I think I see why: it looks like core's create_foreignscan_path()
function might need to take num_workers and set parallel_aware if > 0.
So I guess this hasn't been done before and would require some more
research.

-- 
Thomas Munro
http://www.enterprisedb.com

Re: How to estimate the shared memory size required for parallel scan?

From

Masayuki Takahashi

Date:

19 August 2018, 07:28:34

(Sorry, once I sent to Thomas only. This is re-post.)

Hi Thomas,

Thanks you for excellent explaining about shared memory in parallel
scan and 'foreign path'.
Those are points that I want to know. thanks.

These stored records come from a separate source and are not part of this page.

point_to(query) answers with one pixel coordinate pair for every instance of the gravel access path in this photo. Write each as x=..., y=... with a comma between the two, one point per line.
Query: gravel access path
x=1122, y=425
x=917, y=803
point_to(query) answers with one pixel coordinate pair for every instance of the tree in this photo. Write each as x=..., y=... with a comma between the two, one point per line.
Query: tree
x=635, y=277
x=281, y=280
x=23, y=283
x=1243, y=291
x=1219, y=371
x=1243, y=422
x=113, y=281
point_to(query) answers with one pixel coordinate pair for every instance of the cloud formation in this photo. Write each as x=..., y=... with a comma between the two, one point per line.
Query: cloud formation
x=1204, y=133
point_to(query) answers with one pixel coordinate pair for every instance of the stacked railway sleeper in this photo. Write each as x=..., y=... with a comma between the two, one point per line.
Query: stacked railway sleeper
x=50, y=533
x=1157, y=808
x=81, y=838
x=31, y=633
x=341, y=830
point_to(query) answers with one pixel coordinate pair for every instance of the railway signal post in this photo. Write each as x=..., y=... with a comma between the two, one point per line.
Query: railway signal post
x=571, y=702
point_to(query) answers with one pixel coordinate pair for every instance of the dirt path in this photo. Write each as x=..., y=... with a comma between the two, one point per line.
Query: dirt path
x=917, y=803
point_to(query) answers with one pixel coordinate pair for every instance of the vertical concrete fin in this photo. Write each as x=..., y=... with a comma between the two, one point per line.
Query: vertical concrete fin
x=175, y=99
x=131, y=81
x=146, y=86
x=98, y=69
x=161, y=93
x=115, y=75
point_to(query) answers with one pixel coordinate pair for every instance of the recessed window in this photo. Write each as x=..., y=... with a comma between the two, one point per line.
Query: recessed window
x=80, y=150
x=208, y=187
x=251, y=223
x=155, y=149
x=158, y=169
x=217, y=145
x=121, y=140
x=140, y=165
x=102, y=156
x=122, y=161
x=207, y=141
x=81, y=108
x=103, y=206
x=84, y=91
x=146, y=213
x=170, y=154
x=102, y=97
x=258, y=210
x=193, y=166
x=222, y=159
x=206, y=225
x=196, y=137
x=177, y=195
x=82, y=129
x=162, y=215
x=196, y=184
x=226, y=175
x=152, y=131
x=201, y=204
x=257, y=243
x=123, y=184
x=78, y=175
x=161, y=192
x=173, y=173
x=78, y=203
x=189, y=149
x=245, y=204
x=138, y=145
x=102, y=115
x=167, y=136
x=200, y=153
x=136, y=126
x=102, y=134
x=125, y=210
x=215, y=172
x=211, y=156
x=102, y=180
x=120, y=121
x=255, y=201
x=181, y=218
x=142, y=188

> If you just supply an IsForeignScanParallelSafe function that returns
> true, that would allow your FDW to be used inside parallel workers and
> wouldn't need any extra shared memory, but it wouldn't be a "parallel
> scan".  It would just be "parallel safe".  Each process that does a
> scan of your FDW would expect a full normal scan (presumably returning
> the same tuples in each process).

I think that parallel scan mechanism uses this each worker's full
normal scan to partitioned records, right?
For example, I turned IsForeignScanParallelSafe to true in cstore_fdw
and compared partitioned/non-partitioned scan.

https://gist.github.com/masayuki038/daa63a21f8c16ffa8138b50db9129ced

This shows that counted by each partition and 'Gather Merge' merge results.
As a result, parallel scan and aggregation shows the correct count.

Then, in the case of cstore_fdw, it may not be necessary to reserve
the shared memory in EstimateDSMForeignScan.

> So I guess this hasn't been done before and would require some more
> research.

I agree. I will try some query patterns.
thanks.
2018年8月18日(土) 23:08 Thomas Munro <thomas.munro@enterprisedb.com>:
>
> On Sun, Aug 19, 2018 at 1:40 AM, Thomas Munro
> <thomas.munro@enterprisedb.com> wrote:
> > A true parallel scan of an FDW would be one where each process emits
> > an arbitrary fraction of the tuples, but together they emit all of the
> > tuples.  You'd almost certainly need to use some shared memory to
> > coordinate that.  To say that you support that, I think your
> > GetForeignPaths() function would need to call add_partial_path().  And
> > unless I'm mistaken, whether or not InitializeDSMForeignScan etc are
> > called might be the only indication you get of whether you need to run
> > in parallel-aware mode.  I haven't personally heard of any FDWs that
> > can do this yet, but I just tried hacking file_fdw to register a
> > partial path and it seems to work (though of course the results are
> > duplicated because the emitted tuples are not actually partial).
>
> ... though I just noticed that my quick test used "Single Copy" mode.
> I think I see why: it looks like core's create_foreignscan_path()
> function might need to take num_workers and set parallel_aware if > 0.
> So I guess this hasn't been done before and would require some more
> research.
>
> --
> Thomas Munro
> http://www.enterprisedb.com



--
高橋 真之

Re: How to estimate the shared memory size required for parallel scan?

From

Thomas Munro

Date:

20 August 2018, 02:08:25

On Sun, Aug 19, 2018 at 4:28 PM, Masayuki Takahashi
<masayuki038@gmail.com> wrote:
>> If you just supply an IsForeignScanParallelSafe function that returns
>> true, that would allow your FDW to be used inside parallel workers and
>> wouldn't need any extra shared memory, but it wouldn't be a "parallel
>> scan".  It would just be "parallel safe".  Each process that does a
>> scan of your FDW would expect a full normal scan (presumably returning
>> the same tuples in each process).
>
> I think that parallel scan mechanism uses this each worker's full
> normal scan to partitioned records, right?
> For example, I turned IsForeignScanParallelSafe to true in cstore_fdw
> and compared partitioned/non-partitioned scan.
>
> https://gist.github.com/masayuki038/daa63a21f8c16ffa8138b50db9129ced
>
> This shows that counted by each partition and 'Gather Merge' merge results.
> As a result, parallel scan and aggregation shows the correct count.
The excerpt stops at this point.